The AI Marketing Problem in Legal Tech
Nearly every legal software vendor now claims AI capabilities. But the gap between a chatbot wrapper and genuinely useful AI is enormous. In 2026, firms evaluating software need to look past the marketing language and assess what AI actually does within each platform. This guide provides a framework for doing exactly that.
Three Tiers of AI in Legal Software
We categorize AI features in case management software into three tiers. Tier 1 is basic: search enhancements, simple chatbots, and text suggestions — useful but not transformative. Tier 2 is moderate: document drafting assistance, workflow automation triggers, and data extraction from uploaded documents. Tier 3 is deep: AI that performs substantive legal tasks like analyzing case data, drafting demand letters from medical records, processing intake information autonomously, and predicting case outcomes based on pattern analysis. Only a few platforms currently operate at Tier 3.

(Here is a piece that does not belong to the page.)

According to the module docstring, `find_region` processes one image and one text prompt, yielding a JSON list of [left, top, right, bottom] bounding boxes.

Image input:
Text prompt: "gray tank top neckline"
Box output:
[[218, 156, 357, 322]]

Where Each Platform Stands
Based on our evaluation: inTrial Manage currently offers the deepest AI integration for plaintiff-specific workflows, operating primarily at Tier 3 with AI intake, demand drafting, complaint drafting, and medical chronology generation — all included in the base $199/user/month price at no extra cost. Clio Duo operates at Tier 2, expanding into general practice AI assistance at $149/user/month on the Complete tier. Filevine and Litify (via Salesforce Einstein) offer moderate Tier 2 capabilities, though Filevine charges separately for its AI add-ons on top of the $150+/user/month base price. Smokeball uses AI primarily for document automation. MyCase, PracticePanther, and CasePeer currently offer Tier 1 AI features. These assessments reflect our evaluation at the time of publication — AI capabilities are the fastest-evolving area of legal tech.

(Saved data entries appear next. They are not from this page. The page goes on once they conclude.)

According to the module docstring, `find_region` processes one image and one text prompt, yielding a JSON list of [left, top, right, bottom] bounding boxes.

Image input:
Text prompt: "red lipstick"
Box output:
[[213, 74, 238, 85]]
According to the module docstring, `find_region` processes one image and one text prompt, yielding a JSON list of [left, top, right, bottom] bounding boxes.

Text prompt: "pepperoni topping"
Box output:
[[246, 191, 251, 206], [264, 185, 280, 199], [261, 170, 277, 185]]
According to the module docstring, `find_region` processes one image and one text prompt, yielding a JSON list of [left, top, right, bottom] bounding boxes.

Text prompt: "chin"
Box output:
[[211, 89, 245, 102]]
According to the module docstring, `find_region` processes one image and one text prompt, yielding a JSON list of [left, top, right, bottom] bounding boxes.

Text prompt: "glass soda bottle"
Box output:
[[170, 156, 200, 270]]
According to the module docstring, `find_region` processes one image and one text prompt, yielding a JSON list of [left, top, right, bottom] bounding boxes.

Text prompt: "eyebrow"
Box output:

Questions to Ask Vendors About AI
When evaluating AI claims, ask vendors these specific questions: What specific tasks does your AI automate that my team currently does manually? Can I see a live demonstration using my own data or scenarios? Does the AI learn from my firm's data over time? Where does my data go when processed by your AI? What is the error rate, and what quality controls exist? Are AI features included in base pricing or are they add-on costs? This last question is critical — some vendors like Filevine charge separately for AI capabilities on top of their base subscription, which can significantly increase your total cost. By comparison, platforms like inTrial Manage bundle all AI features into their standard pricing. Getting concrete answers to these questions will quickly separate genuine AI capabilities from marketing.
Privacy and Ethics Considerations
AI in legal software raises important questions about client confidentiality and data handling. Before adopting AI-powered features, understand where your data is processed, whether it's used to train models, and what security certifications the vendor maintains. Your ethical obligations to clients don't change because you're using AI tools — the responsibility for accuracy and confidentiality remains with the attorney.